Speaking of that second hand, it falls prey to a common budget watch bugaboo – Its ticks don’t line up with the markers. I could live with this if it was consistently off. But, if you’re looking for innovation, Invicta’s got a doozy for you. Somehow, some way, they’ve created a movement that lands perfectly on some indices, feebly lurches toward the next, and then practically skips two spots. This is absolutely maddening, and I’ll try to capture it in the video below.
Then there’s the domed date window. Frankly, it makes reading the numerals more difficult than if they’d simply left the crystal blank. This is absolutely unacceptable, and I’d remove it if I wasn’t already planning to deep-six this Diver.
1.5 stars out of 5
Okay. My favorite thing about this watch going forward is that it’ll be doing so without me. I can’t wait to send this thing on to someone else, though I’m not sure who’ll be willing to take it.
Invicta does offer a three year warranty on all timepieces, though shopping at one of their stores nets you an “exclusive platinum warranty [which] provides extra coverage for 5 years from the purchase date.” And trust me, you’re probably going to need it. The bracelet’s pinch/clamp closure will probably require replacement by then, and who knows how long that movement can sputter along.
I may be being overly critical here. But what about that water resistance? Do you trust a non-screwed crown to stand up to its 200-meter claim? I certainly don’t.
2 stars out of 5
There are worse ways to spend $50, I suppose. Like illicit drugs, or Mad Dog 20/20. But in the end, I’m annoyed that I wasted money, philosophy, and valuable time on this watch. It’s been compelling in that car-crash/rubbernecking sort of way, but I would by no means recommend the Invicta Pro Diver.

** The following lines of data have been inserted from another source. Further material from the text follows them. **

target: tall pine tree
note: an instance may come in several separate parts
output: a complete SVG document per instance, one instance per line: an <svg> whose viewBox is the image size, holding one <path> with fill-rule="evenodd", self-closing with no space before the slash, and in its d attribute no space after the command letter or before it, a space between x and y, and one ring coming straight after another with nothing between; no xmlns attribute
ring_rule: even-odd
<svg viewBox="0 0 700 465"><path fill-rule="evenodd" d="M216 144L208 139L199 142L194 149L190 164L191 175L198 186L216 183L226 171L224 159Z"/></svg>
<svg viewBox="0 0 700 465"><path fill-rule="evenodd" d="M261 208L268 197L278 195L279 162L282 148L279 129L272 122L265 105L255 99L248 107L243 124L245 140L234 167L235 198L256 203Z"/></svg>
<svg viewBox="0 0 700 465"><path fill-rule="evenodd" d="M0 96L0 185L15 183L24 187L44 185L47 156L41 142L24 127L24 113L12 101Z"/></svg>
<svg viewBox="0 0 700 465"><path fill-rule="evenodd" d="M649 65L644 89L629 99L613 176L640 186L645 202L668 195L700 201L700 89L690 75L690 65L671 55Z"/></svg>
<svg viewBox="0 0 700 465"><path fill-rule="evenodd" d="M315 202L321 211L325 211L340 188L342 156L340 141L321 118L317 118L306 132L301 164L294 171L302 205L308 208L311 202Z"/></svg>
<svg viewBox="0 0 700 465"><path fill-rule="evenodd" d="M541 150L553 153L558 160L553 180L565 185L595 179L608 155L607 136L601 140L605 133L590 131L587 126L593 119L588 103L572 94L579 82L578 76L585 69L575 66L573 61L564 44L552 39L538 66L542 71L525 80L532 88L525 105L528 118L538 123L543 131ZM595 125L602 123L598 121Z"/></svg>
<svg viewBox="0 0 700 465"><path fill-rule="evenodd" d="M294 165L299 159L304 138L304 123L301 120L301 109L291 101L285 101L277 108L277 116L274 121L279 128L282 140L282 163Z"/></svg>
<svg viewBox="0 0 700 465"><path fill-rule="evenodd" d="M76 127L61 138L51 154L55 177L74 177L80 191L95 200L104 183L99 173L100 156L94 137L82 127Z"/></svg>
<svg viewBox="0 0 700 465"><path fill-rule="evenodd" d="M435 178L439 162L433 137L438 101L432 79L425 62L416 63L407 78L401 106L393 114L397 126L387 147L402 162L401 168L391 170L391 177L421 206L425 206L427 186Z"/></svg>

Move along. Nothing else to see here.
1 stars out of 5
I hate this watch. It’s a strong word, sure, but hear me out.
I hate what it represents. I hate its costume-jewelry effect. And I hate its insidiously modern message of “branding” in which, if you claim something to be good and true loudly and often enough, perception becomes reality. And I hate its hollow, inept insistence on form over function. If I had a choice to wear this watch or none at all, I think I’d opt for a bare wrist. I’d take a simple, honest Casio F91W over this in the time it takes for the Invicta’s second hand to stumble from one crooked index to the next.
On the other end of the spectrum, I hate how far up my own ass this watch reveals me to be. Just look at the intro! I’m quoting philosophical giants and other creatives to point out the flaws of a watch that 95% of the American population would look at and say, “Wow, that’s just fine.” Sure, I’m a pretentious jackass. But unlike this Invicta, at least I know that’s what I am.
What it comes down to is this: The Invicta Pro Driver – devoid of original thought or any attempt to transform its source material – is more simulation than simulacra. And I’m not willing to pay for a cheap imitation. Being a pretentious tool is bad. But being a blatant knock-off of one is worse.
Where to Buy
Seriously, I’m not going to tell you.